Crossing Route -- Will Cognitive Detraining Make AI Win Sooner?

I was recently (and belatedly) reading the 2016 Industry Trends report from Outsell. In addition to a lot of great data and takeaways, it included a tantalizing and slightly unsettling thought -- namely, that habituating ourselves to shorter information tidbits and residing within a fragmented and noisy knowledge sphere are leading to a general decline in our cognitive skills and stamina, a detraining of concentration. In addition to the direct effects of this, the phenomenon may affect the rate at which artificial intelligence (AI) overtakes human intelligence, as the distance between AI today and human intelligence in the future is shrinking because both aspects are moving toward each other. We're on the decline, and AI is on the rise.

There is a lot to unpack here. First, it is a stark reminder that the human brain is not something that you have, but something you develop. How you train it and feed it matters. There's a great passage in a book called, "How Not to Be Wrong." The author, Jordan Ellenberg, addresses the common complaint among school kids that they're never going to use what they learn in school in their everyday adult lives. Ellenberg argues that this is missing the point.

Just as a tennis star doesn't use weight-lifting, wind sprints, healthy eating, and stretching exercises during a tennis match, an educated person doesn't use their ability to solve quadratics or memorization of dates and events in their work lives. However, the training and conditioning from the preparatory activities make a difference in the end. Having lifted weights and pursuing a careful diet will give a tennis player an edge over a weaker player with a lousy diet, just as a person who has trained her mind to solve quadratics and memorize facts will do better with intellectual challenges than a person who slacked off. You don't use the wind sprints or quadratic drills themselves later, but you do leverage the benefits they deliver.

Every time we sneak a peek at our smartphones during a movie, we are detraining our brains from being able to sustain moderate-to-intense concentration for two hours. Every time we look away from writing a long document to check social media or email, we are detraining our minds for extended workloads.

Now, we are human, and we need breaks from work. Research has shown that taking a break helps knowledge workers, because the human brain is complex -- hot showers and long walks deliver better blood supply, which helps thinking; resting the conscious brain can help the limbic brain churn out answers in our multi-tier cranial system, leading to that classic "aha!" moment.

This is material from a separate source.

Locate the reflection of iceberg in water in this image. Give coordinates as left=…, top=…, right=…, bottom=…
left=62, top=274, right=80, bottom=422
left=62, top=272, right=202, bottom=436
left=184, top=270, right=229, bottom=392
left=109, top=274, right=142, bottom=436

Another aspect of this thought is that if we're lowering the bar AI has to clear, then we're not going to get AI that's as impressive or helpful as it could be.

All in all, I found this to be a sobering reminder that we need to remain aware that while our intellectual habits are trending toward burst communication, attention fragmentation, and short attention spans, we can benefit from working out with extended mental concentration. It's not easy, the payoffs are indirect, but the benefits will likely come.